3. Het is aan elke lidstaat om, met inachtneming van het beginsel van neutraliteit van de belasting over de toegevoegde waarde, te bepalen welke handelingen tot en met 31 december 1992 ingevolge artikel 12, lid 4, van de Zesde richtlijn (77/388) betreffende de harmonisatie van de wetgevingen der lidstaten inzake omzetbelasting voor een verlaagd tarief van belasting over de toegevoegde waarde in aanmerking kwamen, en welke vanaf 1 januari 1993 ingevolge artikel 28, lid 2, sub e, van deze richtlijn, zoals gewijzigd bij richtlijn 92/77 tot aanvulling van het gemeenschappelijk stelsel van de belasting over de toegevoegde waarde en tot wijziging van richtlijn 77/388 (onderlinge aanpassing van de tarieven van de belasting over de toegevoegde waarde), daarvoor in aanmerking komen, en om die handelingen te definiëren.

Dit beginsel verzet zich met name ertegen dat soortgelijke goederen of diensten, die dus met elkaar concurreren, uit het oogpunt van de belasting over de toegevoegde waarde ongelijk worden behandeld, zodat die goederen of diensten aan een uniform tarief moeten worden onderworpen.

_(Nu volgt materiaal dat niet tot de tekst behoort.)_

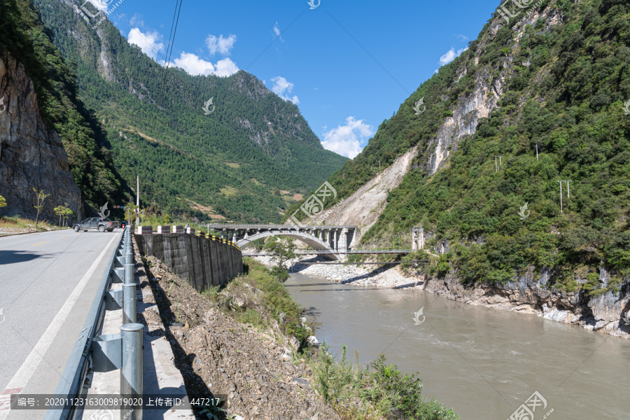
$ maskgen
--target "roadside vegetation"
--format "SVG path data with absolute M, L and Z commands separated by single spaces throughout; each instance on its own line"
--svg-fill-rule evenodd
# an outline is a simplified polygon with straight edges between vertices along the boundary
M 315 388 L 343 420 L 410 419 L 458 420 L 459 416 L 435 400 L 422 398 L 417 372 L 405 374 L 388 365 L 384 355 L 362 367 L 355 351 L 355 363 L 342 346 L 340 358 L 326 343 L 309 359 L 314 366 Z
M 279 242 L 274 242 L 276 249 Z M 286 251 L 279 250 L 279 253 Z M 361 366 L 347 359 L 346 349 L 339 358 L 324 343 L 309 344 L 318 323 L 303 316 L 278 276 L 262 263 L 244 260 L 246 272 L 225 288 L 212 288 L 202 295 L 215 302 L 229 316 L 251 324 L 261 332 L 271 330 L 276 340 L 293 342 L 294 358 L 303 358 L 313 370 L 313 386 L 318 394 L 344 420 L 456 420 L 459 416 L 435 400 L 421 396 L 422 384 L 417 373 L 402 374 L 385 356 Z M 277 268 L 274 267 L 274 269 Z M 283 337 L 286 336 L 285 337 Z
M 47 230 L 58 230 L 66 229 L 46 220 L 39 220 L 35 227 L 35 220 L 24 218 L 19 216 L 11 217 L 0 217 L 0 236 L 13 233 L 26 233 L 27 232 L 46 232 Z

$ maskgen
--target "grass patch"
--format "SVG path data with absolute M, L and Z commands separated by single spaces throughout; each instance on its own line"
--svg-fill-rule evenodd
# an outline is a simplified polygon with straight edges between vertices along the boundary
M 302 325 L 302 308 L 265 265 L 251 258 L 244 258 L 244 274 L 223 288 L 209 288 L 202 295 L 239 322 L 262 328 L 275 320 L 283 334 L 295 337 L 302 351 L 316 323 Z
M 19 216 L 12 217 L 0 217 L 0 229 L 30 229 L 33 232 L 36 232 L 35 220 L 21 218 Z M 46 220 L 40 220 L 37 223 L 37 232 L 43 232 L 46 230 L 57 230 L 59 229 L 67 229 L 56 226 Z M 10 233 L 10 232 L 5 232 Z M 2 234 L 2 232 L 0 232 Z
M 347 358 L 347 349 L 339 361 L 323 343 L 309 360 L 314 386 L 343 420 L 413 419 L 458 420 L 459 416 L 435 400 L 422 398 L 422 383 L 416 373 L 403 375 L 396 365 L 387 365 L 384 355 L 362 368 Z

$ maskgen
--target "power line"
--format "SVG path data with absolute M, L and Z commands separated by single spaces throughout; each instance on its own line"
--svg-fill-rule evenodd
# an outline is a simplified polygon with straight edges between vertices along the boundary
M 179 4 L 179 9 L 177 8 L 178 2 Z M 171 22 L 171 34 L 169 34 L 169 42 L 167 44 L 167 53 L 164 57 L 168 57 L 167 62 L 164 63 L 164 78 L 162 80 L 162 88 L 160 90 L 160 100 L 158 102 L 158 109 L 160 109 L 160 105 L 162 104 L 162 99 L 164 94 L 164 84 L 166 83 L 166 78 L 168 74 L 169 71 L 169 64 L 171 63 L 171 55 L 173 54 L 173 46 L 175 44 L 175 34 L 177 33 L 177 24 L 179 23 L 179 15 L 181 12 L 181 4 L 183 3 L 183 0 L 176 0 L 175 2 L 175 12 L 173 13 L 173 22 Z M 176 20 L 175 16 L 177 15 L 177 19 Z M 173 29 L 173 25 L 174 24 L 175 29 Z M 171 42 L 171 39 L 172 38 L 172 42 Z M 169 50 L 170 49 L 170 52 Z

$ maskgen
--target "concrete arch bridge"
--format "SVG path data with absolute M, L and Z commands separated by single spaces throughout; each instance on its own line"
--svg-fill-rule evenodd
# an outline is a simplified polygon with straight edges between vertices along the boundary
M 358 227 L 351 225 L 237 225 L 210 224 L 210 229 L 220 233 L 221 237 L 244 248 L 252 241 L 270 236 L 285 236 L 304 242 L 315 251 L 298 251 L 299 253 L 317 253 L 331 260 L 343 260 L 345 255 L 352 253 L 352 246 L 357 237 Z M 265 253 L 244 256 L 266 255 Z

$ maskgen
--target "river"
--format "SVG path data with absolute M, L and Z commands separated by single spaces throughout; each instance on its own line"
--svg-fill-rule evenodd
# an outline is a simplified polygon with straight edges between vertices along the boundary
M 383 353 L 419 372 L 423 396 L 463 420 L 505 420 L 535 391 L 533 420 L 630 420 L 630 340 L 536 316 L 454 302 L 414 289 L 353 286 L 292 274 L 285 284 L 317 316 L 337 355 Z M 421 322 L 414 314 L 424 308 Z M 517 417 L 519 418 L 519 417 Z M 526 417 L 525 419 L 528 419 Z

( cf. punten 36, 41 en dictum )

4. Bijlage F bij de Zesde richtlijn (77/388) betreffende de harmonisatie van de wetgevingen der lidstaten inzake omzetbelasting bevat de lijst van de handelingen die krachtens artikel 28, lid 3, sub b, van de richtlijn zijn vrijgesteld van belasting over de toegevoegde waarde. De in punt 2 van deze bijlage bedoelde vrije beroepen zijn activiteiten met een uitgesproken intellectueel karakter, die een grote bekwaamheid vereisen en waarvoor gewoonlijk specifieke en strikte beroepsregels gelden. Bij de uitoefening van een dergelijke activiteit is de persoonlijke factor van bijzonder belang en voor die uitoefening is in elk geval een grote autonomie bij het verrichten van de beroepshandelingen vereist. Het staat aan de verwijzende rechter om uit te maken, of de activiteit van beheerder van gebouwen in mede-eigendom, zoals bedoeld in de relevante nationale regeling, gelet op die criteria als een vrij beroep moet worden beschouwd.